Add smashed tomatoes, and onions, etc.
Step 4. Let it all simmer gently, cook it low and slow, add a splash of the red you’re going to be drinking with your finished product. smash it gently using a potato masher or something similar, as things soften – in order to help them integrate. If you’re drying out, drink beer. If sauce suffers same symptoms add water. By now you should probably put a new album on. This is very highly recommended, as is this.

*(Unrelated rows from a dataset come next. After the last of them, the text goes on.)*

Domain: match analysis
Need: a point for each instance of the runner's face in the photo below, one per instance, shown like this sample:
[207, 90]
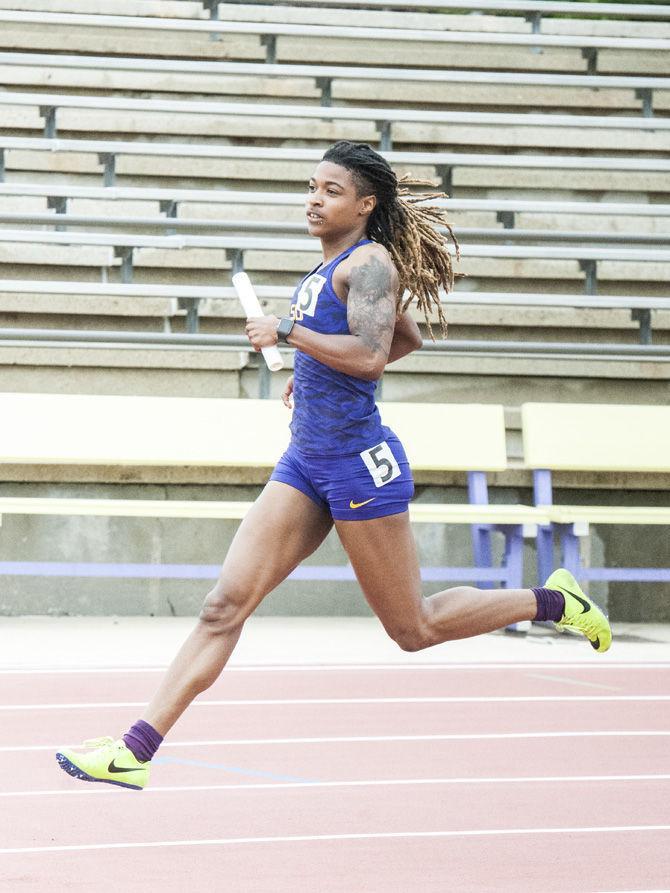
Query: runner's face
[333, 207]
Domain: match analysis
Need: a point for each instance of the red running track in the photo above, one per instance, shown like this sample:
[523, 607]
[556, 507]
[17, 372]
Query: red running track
[481, 790]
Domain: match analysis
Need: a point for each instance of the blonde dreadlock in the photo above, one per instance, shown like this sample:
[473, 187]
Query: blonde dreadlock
[419, 251]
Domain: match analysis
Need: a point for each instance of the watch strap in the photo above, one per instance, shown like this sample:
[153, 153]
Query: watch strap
[284, 328]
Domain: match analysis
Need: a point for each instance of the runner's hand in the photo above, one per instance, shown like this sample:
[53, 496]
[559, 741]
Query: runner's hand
[262, 331]
[287, 394]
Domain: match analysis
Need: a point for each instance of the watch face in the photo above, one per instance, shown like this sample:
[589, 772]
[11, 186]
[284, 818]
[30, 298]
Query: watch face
[284, 328]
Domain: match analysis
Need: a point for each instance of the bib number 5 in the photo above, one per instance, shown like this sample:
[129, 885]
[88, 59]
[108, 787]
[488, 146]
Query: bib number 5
[381, 464]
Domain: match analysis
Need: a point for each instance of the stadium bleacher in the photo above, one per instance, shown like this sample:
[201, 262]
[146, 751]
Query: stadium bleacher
[144, 154]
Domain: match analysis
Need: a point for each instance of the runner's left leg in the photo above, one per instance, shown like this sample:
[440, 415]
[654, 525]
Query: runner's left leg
[383, 554]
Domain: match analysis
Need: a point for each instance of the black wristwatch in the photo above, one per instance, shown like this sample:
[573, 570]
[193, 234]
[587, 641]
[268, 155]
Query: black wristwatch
[284, 328]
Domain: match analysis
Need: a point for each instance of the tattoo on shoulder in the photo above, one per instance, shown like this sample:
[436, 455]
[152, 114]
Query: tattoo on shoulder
[371, 303]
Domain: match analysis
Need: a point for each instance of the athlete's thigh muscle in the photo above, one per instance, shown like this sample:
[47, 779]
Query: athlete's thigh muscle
[280, 530]
[383, 555]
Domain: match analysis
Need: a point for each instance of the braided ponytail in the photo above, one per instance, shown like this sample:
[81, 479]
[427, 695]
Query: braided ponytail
[408, 231]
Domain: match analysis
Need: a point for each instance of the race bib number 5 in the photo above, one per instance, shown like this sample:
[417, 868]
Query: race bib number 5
[381, 464]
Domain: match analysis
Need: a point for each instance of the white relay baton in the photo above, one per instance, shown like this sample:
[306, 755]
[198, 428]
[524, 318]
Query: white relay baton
[249, 301]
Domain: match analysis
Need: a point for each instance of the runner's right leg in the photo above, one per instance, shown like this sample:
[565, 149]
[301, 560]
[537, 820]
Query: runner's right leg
[282, 528]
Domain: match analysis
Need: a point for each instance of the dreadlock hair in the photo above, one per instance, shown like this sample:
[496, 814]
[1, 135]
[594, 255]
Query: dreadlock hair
[404, 228]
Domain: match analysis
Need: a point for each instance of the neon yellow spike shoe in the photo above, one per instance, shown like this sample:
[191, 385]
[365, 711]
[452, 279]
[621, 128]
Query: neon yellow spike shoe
[580, 613]
[111, 762]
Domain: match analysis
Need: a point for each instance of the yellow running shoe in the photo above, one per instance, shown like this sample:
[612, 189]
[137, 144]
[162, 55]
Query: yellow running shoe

it'll start looking like this. taste it!
This is what it’ll start to look like, time to taste. if it’s too sharp/acidic, add a little bit of refined white sugar, if it’s too sweet, a dash of balsamic aught to sort it, or wine, that helps too. If you add prawns and scallops now, and pour over pasta when the seafood is done, you’re up for awesome sort of marinara. add 50/50 pork & beef mince, for a schitzengiggles spin on bolognese, not to mention what this gear does to a carefully prepared lasagne, it’s also pretty good over fresh fettucine. Drink beer.
Step 5. Bung some bell peppers directly on the element to burn up, once they’re nice and black, cover them with clingfilm, let them cool, then rub the flesh off underneath running water. Make sure before you start smoking these things that you remove the stalk. Burning capiscum/pepper stalks smells like you’ve had a huge session on the naughty pipe. Drink beer.

Grilled pepper/capsicum
Step 7. Prove your dough! I was too boozy to photograph step 6 (making the dough). But it’s a messy process. Buy some good quality wholemeal flour, and make your dough according to Jamie Oliver’s basic bread recipe. – Only let it prove once though, do this by covering it with clingwrap and leaving it somewhere warm. It’ll double in size, it’s then time to roll it out. As photographed. Roll it out, and spread your sauce. Drink beer.

Dough, proving.

as above
Step 8. Assemble other ingredients – meat at the bottom, thin wog smallgoods don’t taste nice burnt, then mushies, roasted & peeled capiscums, eggplant, more sundried tomatoes, pinches of bocconcini and slivers of good parmesan. Bake for about 15 mins at 250c ish.. You’ll see the dough go golden brown and the cheese bubble.

Pizza, made by yours truly, for schitzengiggles, prior to bakings.
Step 9. Take it out of the oven, cut, eat, enjoy. Step 10. Take a photo. I forgot to. Step 11. Drink with remaining wine. Cheapskates go for ‘06 Sevenhill Inigo Barbera, those that appreciate the finer things – and as you bloody should if you’ve spent two hours making your mouth and tummy happy, make it happier (as i did) with some ‘05 Monsanto Chianti Classico Riserva – for my review of the Monsanto, see the bottom of this post.
Enjoy!
Ps. Faith No More are coming. A tad excited.
Pps. I get most, if not all of my ingredients from the wonderful folk at Louie’s Deli & Cafe. Glenferrie road, Malvern. Talk to the bloke with tattoos if you fancy cheese, he has a more intimate knowledge of cheese than george michael does public toilets.